Dovremmo ripassare tutta la storia della nostra vita d’accordo con le esperienze che ci hanno danneggiato, le ingiurie e maltrattamenti che gli uomini ci hanno inferto, e dovremmo domandarci come abbiamo reagito davanti a queste offese. Forse non abbiamo voluto ammetterle in tutta la loro magnitudine, perché ci hanno danneggiato troppo. E allora abbiamo voluto stringere fortemente i denti e in questo modo ci siamo chiusi in blinde per non dover sentire il dolore. Per questo sono morte tutte queste cose. Adesso ne sentiamo la mancanza e le trasciniamo come pezzi rigidi e morti che in verità non ci appartengono.
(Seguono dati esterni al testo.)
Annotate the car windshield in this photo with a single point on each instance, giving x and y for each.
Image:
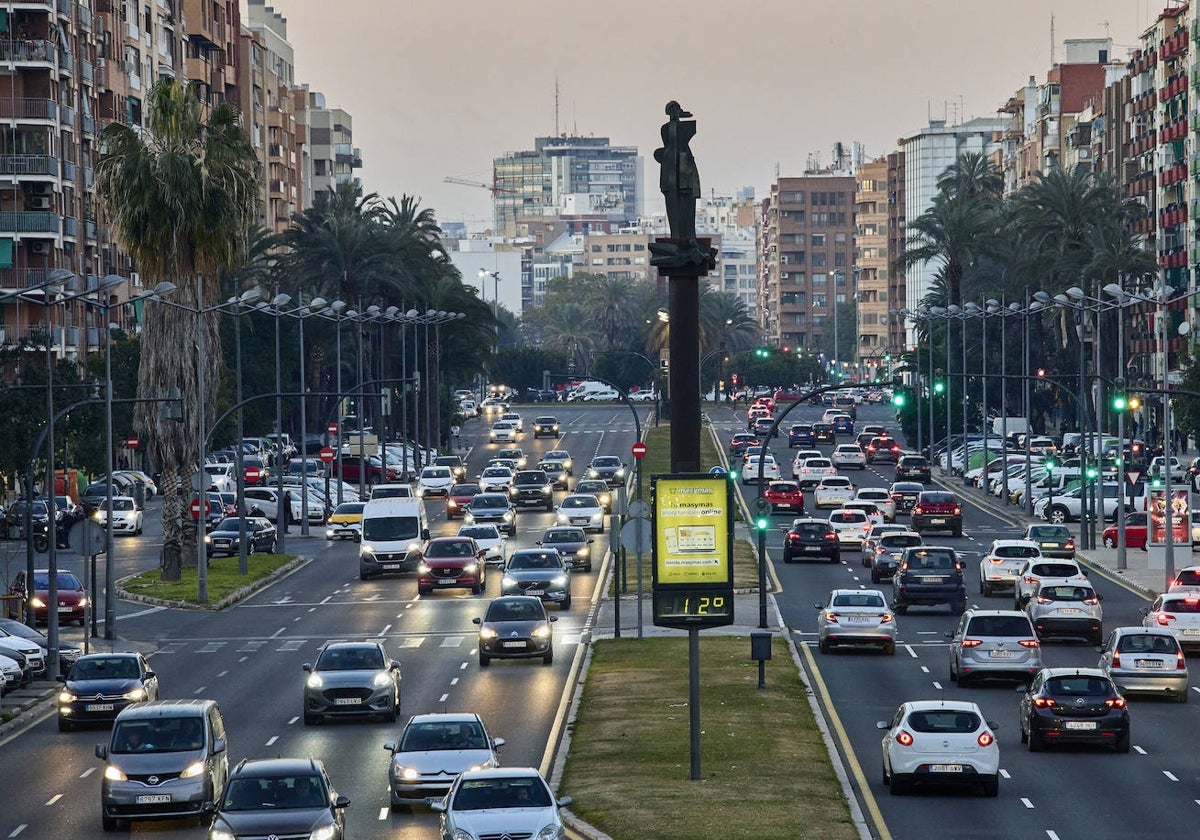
(159, 735)
(509, 792)
(367, 658)
(450, 735)
(274, 793)
(943, 720)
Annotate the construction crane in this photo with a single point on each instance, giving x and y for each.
(492, 187)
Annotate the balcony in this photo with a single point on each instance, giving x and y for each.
(19, 221)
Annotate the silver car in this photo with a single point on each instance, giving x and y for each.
(432, 750)
(856, 617)
(994, 643)
(1146, 660)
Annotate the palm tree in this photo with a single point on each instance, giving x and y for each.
(181, 197)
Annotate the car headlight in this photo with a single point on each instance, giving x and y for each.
(192, 771)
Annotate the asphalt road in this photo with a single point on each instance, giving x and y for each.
(249, 659)
(1061, 793)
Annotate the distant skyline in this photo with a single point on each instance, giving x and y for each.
(442, 89)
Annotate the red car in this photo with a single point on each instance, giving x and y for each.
(1135, 532)
(459, 498)
(785, 496)
(451, 563)
(72, 597)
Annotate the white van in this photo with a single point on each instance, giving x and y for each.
(393, 532)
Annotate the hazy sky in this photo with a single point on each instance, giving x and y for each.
(442, 88)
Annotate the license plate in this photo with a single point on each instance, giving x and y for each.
(153, 799)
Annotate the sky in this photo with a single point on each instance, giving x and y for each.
(439, 89)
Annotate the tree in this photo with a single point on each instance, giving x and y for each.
(181, 196)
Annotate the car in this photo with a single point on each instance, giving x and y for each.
(994, 643)
(100, 685)
(1065, 706)
(937, 510)
(905, 495)
(126, 515)
(489, 539)
(888, 552)
(460, 497)
(496, 479)
(785, 496)
(856, 617)
(538, 573)
(1001, 564)
(913, 468)
(346, 522)
(351, 678)
(849, 455)
(226, 538)
(1137, 529)
(451, 563)
(801, 435)
(432, 750)
(582, 510)
(515, 627)
(492, 508)
(598, 489)
(1177, 612)
(573, 545)
(280, 797)
(940, 742)
(1054, 540)
(607, 467)
(811, 538)
(929, 576)
(1036, 569)
(851, 527)
(532, 487)
(832, 491)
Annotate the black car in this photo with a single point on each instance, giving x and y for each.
(928, 576)
(223, 539)
(100, 685)
(1074, 706)
(532, 487)
(913, 468)
(811, 539)
(280, 798)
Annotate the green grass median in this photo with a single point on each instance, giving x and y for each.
(765, 768)
(223, 579)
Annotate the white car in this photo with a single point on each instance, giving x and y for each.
(126, 516)
(582, 510)
(769, 469)
(832, 491)
(496, 480)
(489, 538)
(851, 527)
(940, 742)
(856, 617)
(882, 499)
(847, 455)
(435, 481)
(1002, 564)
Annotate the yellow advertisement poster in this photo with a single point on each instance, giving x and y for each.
(691, 537)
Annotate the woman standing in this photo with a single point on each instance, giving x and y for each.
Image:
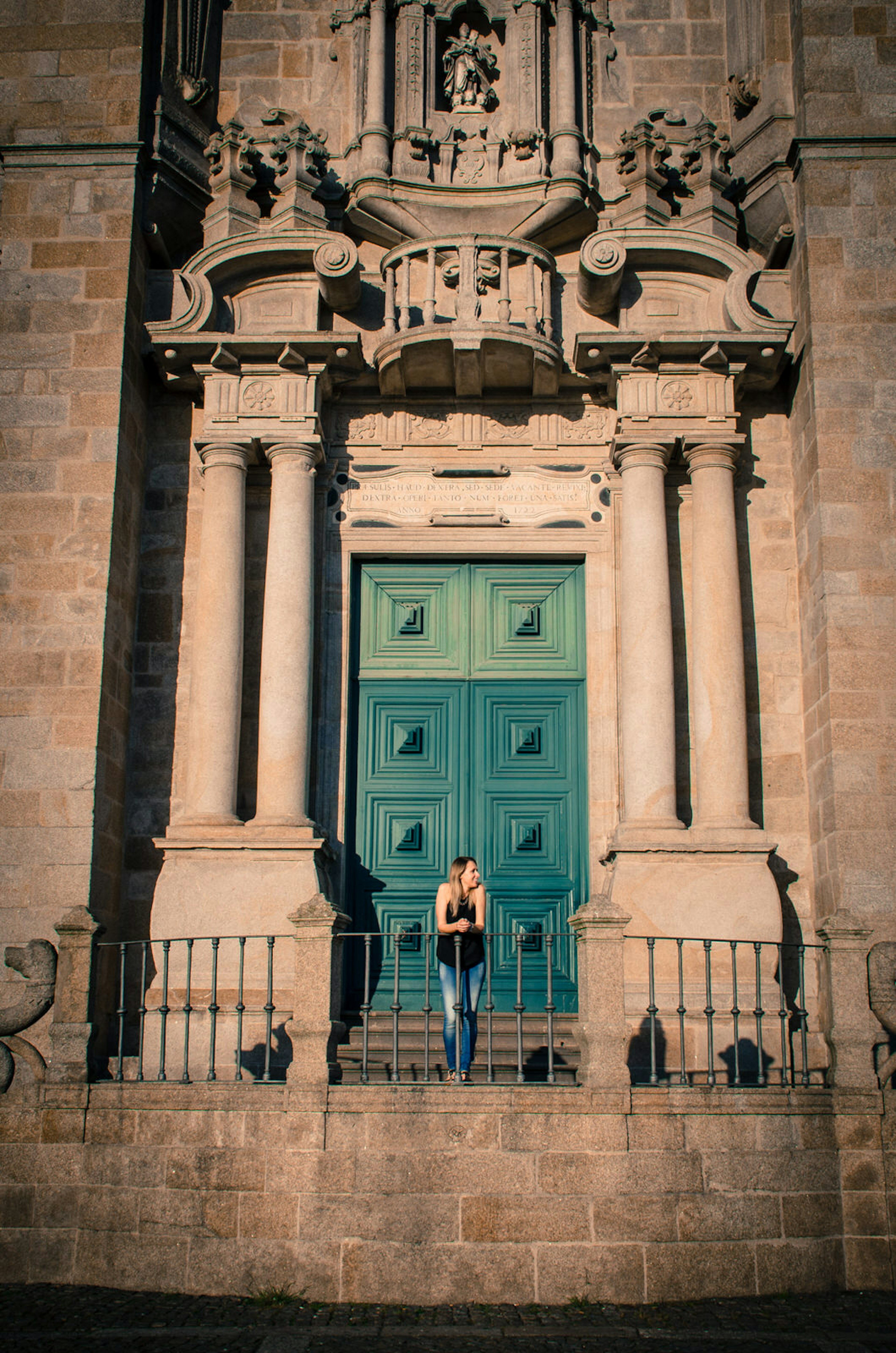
(460, 910)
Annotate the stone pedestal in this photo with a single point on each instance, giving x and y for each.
(315, 1028)
(247, 884)
(599, 927)
(850, 1030)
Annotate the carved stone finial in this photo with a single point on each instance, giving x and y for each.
(744, 94)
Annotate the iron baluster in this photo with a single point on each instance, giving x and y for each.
(519, 1007)
(365, 1010)
(396, 1007)
(490, 1008)
(141, 1013)
(164, 1011)
(683, 1011)
(783, 1018)
(532, 323)
(459, 1007)
(759, 1013)
(121, 1013)
(188, 1010)
(505, 298)
(428, 1007)
(270, 1007)
(551, 1008)
(429, 305)
(548, 320)
(736, 1013)
(238, 1074)
(652, 1011)
(709, 1011)
(805, 1052)
(405, 302)
(213, 1013)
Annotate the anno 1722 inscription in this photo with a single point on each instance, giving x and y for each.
(503, 498)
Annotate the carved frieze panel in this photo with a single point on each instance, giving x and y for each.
(256, 404)
(669, 394)
(497, 425)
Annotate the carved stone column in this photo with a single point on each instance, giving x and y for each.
(375, 137)
(286, 646)
(217, 670)
(565, 137)
(721, 797)
(648, 680)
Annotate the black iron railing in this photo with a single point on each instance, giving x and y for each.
(699, 1011)
(536, 965)
(174, 992)
(703, 992)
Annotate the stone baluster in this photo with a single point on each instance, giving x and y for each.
(217, 670)
(284, 714)
(718, 697)
(648, 684)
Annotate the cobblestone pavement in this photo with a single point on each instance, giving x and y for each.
(84, 1320)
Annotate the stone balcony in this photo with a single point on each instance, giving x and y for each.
(467, 314)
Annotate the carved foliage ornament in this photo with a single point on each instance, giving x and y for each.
(194, 42)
Molte persone rifiutano il ristabilimento, la guarigione interiore. E forse scopriamo anche noi che non siamo disposti a lasciarci guarire incondizionatamente da Dio. Non vogliamo lasciarci sfuggire di mano tutte le scuse con le quali ci difendiamo da una trasformazione. Il rifiuto di ascoltare la chiamata di Gesù per uscire dal sepolcro, ci impedisce di cominciare a vivere da risorti e da “cirenei” per i più tribolati di noi in questo mondo.
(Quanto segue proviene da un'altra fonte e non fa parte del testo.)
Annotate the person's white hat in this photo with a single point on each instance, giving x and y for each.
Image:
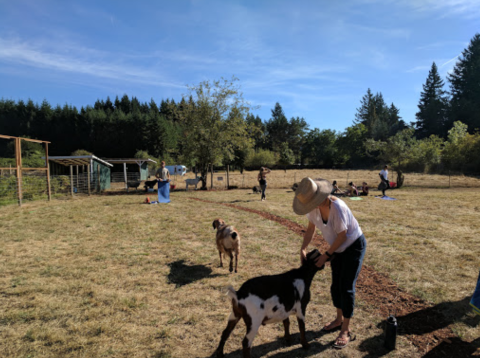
(309, 194)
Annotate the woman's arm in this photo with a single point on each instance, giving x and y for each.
(339, 240)
(307, 238)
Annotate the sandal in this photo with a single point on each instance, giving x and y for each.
(350, 338)
(331, 329)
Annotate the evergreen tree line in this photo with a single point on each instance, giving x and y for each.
(443, 137)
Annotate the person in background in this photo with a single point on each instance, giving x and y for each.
(262, 180)
(347, 247)
(336, 190)
(353, 191)
(385, 184)
(162, 173)
(364, 189)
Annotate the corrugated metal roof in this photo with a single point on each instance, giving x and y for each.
(129, 160)
(77, 160)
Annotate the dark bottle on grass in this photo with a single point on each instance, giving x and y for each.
(391, 333)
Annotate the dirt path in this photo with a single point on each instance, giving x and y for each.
(421, 322)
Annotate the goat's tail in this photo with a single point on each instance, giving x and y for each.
(233, 295)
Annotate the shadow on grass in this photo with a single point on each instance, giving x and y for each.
(295, 350)
(424, 323)
(182, 274)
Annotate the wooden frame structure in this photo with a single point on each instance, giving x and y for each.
(81, 160)
(19, 167)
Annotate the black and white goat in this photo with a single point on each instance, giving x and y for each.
(228, 242)
(269, 299)
(193, 182)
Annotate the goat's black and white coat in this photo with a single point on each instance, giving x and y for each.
(269, 299)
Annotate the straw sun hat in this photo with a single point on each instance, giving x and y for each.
(310, 194)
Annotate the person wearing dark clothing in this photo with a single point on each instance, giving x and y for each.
(364, 189)
(262, 181)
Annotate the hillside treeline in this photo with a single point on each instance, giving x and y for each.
(214, 125)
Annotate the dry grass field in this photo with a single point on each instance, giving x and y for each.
(108, 276)
(280, 179)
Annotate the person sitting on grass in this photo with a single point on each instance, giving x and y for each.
(336, 190)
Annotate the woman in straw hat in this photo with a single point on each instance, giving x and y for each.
(347, 248)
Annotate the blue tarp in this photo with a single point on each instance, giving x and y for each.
(475, 302)
(163, 192)
(385, 198)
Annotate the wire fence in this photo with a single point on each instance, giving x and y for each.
(281, 179)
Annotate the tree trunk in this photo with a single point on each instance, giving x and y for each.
(204, 172)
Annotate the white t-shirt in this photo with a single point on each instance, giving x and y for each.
(339, 219)
(384, 173)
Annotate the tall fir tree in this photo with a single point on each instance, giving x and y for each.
(465, 87)
(431, 114)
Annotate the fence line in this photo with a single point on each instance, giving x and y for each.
(34, 183)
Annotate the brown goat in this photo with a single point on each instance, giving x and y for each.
(228, 242)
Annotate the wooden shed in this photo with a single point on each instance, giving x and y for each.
(129, 166)
(85, 166)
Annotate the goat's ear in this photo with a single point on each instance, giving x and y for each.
(312, 255)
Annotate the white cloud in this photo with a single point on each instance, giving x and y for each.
(78, 60)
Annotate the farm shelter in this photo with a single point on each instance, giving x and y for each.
(84, 173)
(129, 169)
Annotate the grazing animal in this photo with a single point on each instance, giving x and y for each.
(269, 299)
(133, 184)
(228, 242)
(150, 184)
(193, 182)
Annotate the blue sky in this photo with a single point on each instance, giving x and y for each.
(316, 58)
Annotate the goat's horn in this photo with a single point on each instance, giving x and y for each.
(315, 254)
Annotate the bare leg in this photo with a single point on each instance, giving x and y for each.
(303, 339)
(286, 326)
(226, 333)
(336, 322)
(231, 262)
(252, 330)
(344, 336)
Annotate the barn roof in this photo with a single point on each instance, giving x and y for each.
(77, 160)
(130, 160)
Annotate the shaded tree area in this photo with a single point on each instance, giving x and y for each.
(107, 129)
(214, 125)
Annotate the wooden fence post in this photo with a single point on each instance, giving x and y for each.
(49, 189)
(71, 180)
(18, 158)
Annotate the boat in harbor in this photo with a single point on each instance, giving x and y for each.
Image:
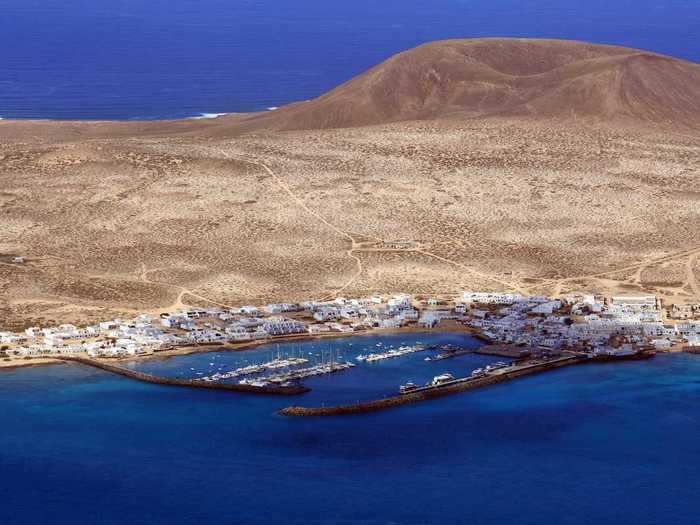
(390, 354)
(442, 379)
(408, 387)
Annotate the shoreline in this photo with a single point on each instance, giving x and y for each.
(449, 327)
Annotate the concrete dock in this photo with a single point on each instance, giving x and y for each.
(453, 387)
(188, 383)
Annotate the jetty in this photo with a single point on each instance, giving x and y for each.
(391, 354)
(301, 373)
(424, 394)
(271, 389)
(275, 364)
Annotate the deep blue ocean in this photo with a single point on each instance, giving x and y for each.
(148, 59)
(606, 444)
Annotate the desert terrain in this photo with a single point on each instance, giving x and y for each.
(577, 170)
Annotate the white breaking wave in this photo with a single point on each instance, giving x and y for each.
(208, 115)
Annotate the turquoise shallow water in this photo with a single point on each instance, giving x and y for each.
(614, 443)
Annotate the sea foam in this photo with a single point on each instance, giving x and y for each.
(208, 115)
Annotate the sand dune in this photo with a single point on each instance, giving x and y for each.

Se in questi giorni accompagniamo Gesù nel suo cammino, percorriamo nello stesso tempo la via della nostra autentica liberazione umana, che porta all’accettazione di sé e della propria storia in profonda pace. Quest’accettazione è il risultato di una riconciliazione universale (con Dio, origine d’ogni realtà, con se stesso, con gli altri e con gli avvenimenti della propria storia) ed è condizione indispensabile per aprirsi agli altri mediante il dono di sé.
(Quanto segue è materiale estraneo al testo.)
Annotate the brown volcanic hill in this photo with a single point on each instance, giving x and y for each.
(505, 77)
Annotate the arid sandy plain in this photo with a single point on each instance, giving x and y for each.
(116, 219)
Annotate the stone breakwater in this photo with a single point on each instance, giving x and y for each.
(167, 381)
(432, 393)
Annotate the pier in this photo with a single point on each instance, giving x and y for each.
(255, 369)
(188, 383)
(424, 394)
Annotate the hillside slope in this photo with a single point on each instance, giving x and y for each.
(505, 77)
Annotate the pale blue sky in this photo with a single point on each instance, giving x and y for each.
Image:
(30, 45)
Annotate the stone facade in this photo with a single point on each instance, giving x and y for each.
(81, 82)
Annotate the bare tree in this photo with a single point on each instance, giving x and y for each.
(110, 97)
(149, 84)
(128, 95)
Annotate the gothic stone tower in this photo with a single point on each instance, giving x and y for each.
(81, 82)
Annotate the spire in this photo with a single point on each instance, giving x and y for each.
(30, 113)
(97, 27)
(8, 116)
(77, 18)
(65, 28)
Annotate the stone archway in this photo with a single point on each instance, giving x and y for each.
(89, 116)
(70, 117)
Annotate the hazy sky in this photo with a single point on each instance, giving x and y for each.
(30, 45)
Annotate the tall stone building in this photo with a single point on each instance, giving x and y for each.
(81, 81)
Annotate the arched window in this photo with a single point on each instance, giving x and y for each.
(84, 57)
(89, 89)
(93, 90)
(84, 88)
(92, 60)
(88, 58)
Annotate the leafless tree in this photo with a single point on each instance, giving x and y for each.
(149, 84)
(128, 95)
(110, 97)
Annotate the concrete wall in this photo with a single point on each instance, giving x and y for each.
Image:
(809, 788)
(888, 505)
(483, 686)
È vero, infatti, che «chi cerca di fare ed agire in favore degli altri, o del mondo, senza approfondire la conoscenza di sé, la propria libertà, integrità e capacità di amare, non avrà niente da dare agli altri. Comunicherà loro nient’altro che il contagio delle proprie ossessioni, aggressività, delusioni riguardanti fine e mezzi e ambizioni, egocentriche»5.

Seguendo i passi del Crocifisso-Risorto ognuno di noi, comincia a esperimentare in se stesso il potere dell’amore misericordioso di Dio rivelato in Cristo Crocifisso e Risorto, e raggiunge quell’unità interiore, che lo spinge a darsi ai fratelli, per farli partecipi della sua salvezza. Dall’accettazione di sé in Cristo, dall’abbandono nelle mani di Dio-Padre, nasce il dono di sé per gli altri in Cristo e come Cristo; nasce l’accettazione di sé per Cristo, per l’opera che Egli è venuto a realizzare, seguendolo nella via della Croce, cioè della fedeltà a Dio per la realizzazione del suo Regno, e diviene così partecipe con Lui nella gioia per la salvezza del mondo.

P. Carmelo Casile
Casavatore, Marzo 2012 / Febbraio 2022

1 Roberto Marozzo Della Rocca, Primero Dios. Vita di Oscar Romero, Mondadori, p. 342

2 Daniele Comboni, A servizio della missione, 10 Col sigillo della Croce, pp.278-233

3 Cf. Anna Maria Sgaramella SMC, In Egitto sulle orme di Daniele Comboni, Cairo 2003, p. 40-44

4 Liturgia delle Ore, Omelia del Sabato Santo

5 Cf Joyce Ridick, I Voti: un tesoro in vasi di argilla, PIEMME 1992, p. 32.